Retinal and papillary nerve fibre layer thickness and retinal thickness were measured by analysing images taken with the SD-OCT, using 3D-OCT 1000 software from Topcon, Tokyo, Japan, to obtain the average thickness of 9 early treatment diabetic retinopathy study (ETDRS) sectors (i.e. sectors A1 to A9: central (C), inner superior (IS), outer superior (OS), inner inferior (II), outer inferior (OI), inner nasal (II), outer nasal (ON), inner temporal (IT), and outer temporal (OT)), and the retinal nerve fibre layer (RNFL) thickness, foveal minimum, and total macular volume in the sectors A1 to A9 (Fig. 5).

The children were asked to fixate on the internal target and the scans automatically provided the aforementioned results. Imaging of dilated fundi was obtained in a dim room, with the highest quality image selected for analysis. The software also calculated average thickness for each RNFL macular segment in the 9 ETDRS sectors. The papillary RNFL thickness was measured in four sectors (superior (S), inferior (I), nasal (N) and temporal (T)) and an average thickness was automatically calculated.
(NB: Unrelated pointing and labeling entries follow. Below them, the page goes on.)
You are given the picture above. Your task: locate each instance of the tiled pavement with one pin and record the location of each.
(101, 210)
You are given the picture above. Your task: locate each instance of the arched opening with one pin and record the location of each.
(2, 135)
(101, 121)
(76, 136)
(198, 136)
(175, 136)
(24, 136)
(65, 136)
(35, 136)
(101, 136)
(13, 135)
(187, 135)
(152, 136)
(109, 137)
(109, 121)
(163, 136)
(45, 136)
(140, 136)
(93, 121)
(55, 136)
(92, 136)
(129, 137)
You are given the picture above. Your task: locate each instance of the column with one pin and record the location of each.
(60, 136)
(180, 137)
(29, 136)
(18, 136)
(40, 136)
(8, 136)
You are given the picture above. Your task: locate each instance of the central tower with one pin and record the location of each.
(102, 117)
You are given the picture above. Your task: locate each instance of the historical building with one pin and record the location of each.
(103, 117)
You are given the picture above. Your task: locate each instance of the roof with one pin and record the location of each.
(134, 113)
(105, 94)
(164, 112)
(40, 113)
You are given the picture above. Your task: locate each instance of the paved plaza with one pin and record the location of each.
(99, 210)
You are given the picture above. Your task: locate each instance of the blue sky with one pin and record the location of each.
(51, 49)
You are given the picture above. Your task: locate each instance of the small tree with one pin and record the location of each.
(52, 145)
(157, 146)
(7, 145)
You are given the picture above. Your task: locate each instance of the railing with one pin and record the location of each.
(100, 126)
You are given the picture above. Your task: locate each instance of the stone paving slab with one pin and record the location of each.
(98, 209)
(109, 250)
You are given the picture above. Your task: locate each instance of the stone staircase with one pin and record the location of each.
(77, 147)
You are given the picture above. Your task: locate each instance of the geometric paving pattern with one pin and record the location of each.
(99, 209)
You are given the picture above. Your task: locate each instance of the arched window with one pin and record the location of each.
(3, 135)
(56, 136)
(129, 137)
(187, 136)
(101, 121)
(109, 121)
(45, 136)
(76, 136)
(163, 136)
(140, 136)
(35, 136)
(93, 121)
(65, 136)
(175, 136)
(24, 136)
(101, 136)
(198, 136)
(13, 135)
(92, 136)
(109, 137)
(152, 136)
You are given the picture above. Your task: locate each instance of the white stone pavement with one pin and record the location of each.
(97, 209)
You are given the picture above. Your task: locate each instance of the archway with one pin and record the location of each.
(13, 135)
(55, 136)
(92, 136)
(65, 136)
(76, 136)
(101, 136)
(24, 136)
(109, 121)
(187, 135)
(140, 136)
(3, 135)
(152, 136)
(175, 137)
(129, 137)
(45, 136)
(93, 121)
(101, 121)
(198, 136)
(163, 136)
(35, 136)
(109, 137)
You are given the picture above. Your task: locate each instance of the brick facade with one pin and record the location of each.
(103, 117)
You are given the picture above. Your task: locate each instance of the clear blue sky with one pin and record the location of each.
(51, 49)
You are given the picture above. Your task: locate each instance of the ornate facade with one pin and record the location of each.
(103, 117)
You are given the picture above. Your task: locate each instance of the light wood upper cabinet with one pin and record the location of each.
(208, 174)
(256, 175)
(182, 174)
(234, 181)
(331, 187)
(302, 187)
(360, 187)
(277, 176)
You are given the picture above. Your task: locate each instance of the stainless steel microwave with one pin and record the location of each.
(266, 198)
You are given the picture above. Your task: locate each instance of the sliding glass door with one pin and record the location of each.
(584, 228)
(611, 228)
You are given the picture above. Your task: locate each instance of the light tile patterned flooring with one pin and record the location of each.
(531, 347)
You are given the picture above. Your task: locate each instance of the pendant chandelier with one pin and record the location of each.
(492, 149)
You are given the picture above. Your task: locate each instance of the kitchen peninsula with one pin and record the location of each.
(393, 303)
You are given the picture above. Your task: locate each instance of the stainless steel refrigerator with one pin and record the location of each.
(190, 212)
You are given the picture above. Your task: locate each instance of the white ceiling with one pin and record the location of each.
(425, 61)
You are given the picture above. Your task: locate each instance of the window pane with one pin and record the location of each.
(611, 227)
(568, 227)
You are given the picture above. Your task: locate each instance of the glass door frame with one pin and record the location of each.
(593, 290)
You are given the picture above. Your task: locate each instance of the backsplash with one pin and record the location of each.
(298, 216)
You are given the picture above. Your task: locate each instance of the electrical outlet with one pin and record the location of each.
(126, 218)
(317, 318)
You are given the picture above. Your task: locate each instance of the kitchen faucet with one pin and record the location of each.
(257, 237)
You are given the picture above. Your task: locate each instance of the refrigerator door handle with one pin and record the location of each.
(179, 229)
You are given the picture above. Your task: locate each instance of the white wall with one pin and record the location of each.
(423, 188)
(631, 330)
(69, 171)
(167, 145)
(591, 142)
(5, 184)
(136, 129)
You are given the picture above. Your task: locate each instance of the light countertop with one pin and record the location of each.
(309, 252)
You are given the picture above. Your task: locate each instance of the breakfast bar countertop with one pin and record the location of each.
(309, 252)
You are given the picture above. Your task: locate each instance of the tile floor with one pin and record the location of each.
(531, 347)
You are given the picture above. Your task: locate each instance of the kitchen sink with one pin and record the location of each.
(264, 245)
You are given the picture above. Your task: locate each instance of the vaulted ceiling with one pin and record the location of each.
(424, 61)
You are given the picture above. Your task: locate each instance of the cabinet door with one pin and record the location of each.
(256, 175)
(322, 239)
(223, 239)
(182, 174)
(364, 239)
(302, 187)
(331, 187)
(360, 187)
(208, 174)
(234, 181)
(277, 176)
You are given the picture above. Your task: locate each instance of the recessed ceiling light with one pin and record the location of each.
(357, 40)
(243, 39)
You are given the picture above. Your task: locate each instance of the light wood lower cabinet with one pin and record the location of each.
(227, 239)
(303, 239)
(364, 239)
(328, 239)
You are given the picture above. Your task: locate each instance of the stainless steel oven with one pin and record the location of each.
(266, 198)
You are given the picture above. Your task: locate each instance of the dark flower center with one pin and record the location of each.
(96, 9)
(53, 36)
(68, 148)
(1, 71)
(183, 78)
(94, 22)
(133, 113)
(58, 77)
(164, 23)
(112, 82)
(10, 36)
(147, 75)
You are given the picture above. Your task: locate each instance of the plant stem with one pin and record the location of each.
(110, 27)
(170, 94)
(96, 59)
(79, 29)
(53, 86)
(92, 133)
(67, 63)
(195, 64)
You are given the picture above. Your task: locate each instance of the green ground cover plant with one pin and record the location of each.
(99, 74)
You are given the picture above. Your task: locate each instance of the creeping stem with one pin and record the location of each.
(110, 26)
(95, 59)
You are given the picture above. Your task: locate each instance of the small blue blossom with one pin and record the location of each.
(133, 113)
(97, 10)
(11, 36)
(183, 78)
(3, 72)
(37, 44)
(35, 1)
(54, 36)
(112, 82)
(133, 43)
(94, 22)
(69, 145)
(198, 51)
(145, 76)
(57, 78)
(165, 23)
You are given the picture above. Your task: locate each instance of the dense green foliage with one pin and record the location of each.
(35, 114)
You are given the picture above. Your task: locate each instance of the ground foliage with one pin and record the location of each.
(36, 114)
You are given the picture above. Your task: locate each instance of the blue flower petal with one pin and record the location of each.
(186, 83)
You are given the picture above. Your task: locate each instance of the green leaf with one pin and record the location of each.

Figure 5. Example of macular thickness measurements obtained using the Topcon SD-Optical coherence tomography(OCT) system. OCT image of a healthy subject (A) Fundus photograph of a healthy subject; the box indicates a 6×6 mm scanning area using 3D macular protocol (B). Image of standard early treatment diabetic retinopathy study (ETDRS) map (C), showing map diameters centred on fovea (left) and 9 standard ETDRS regions (right).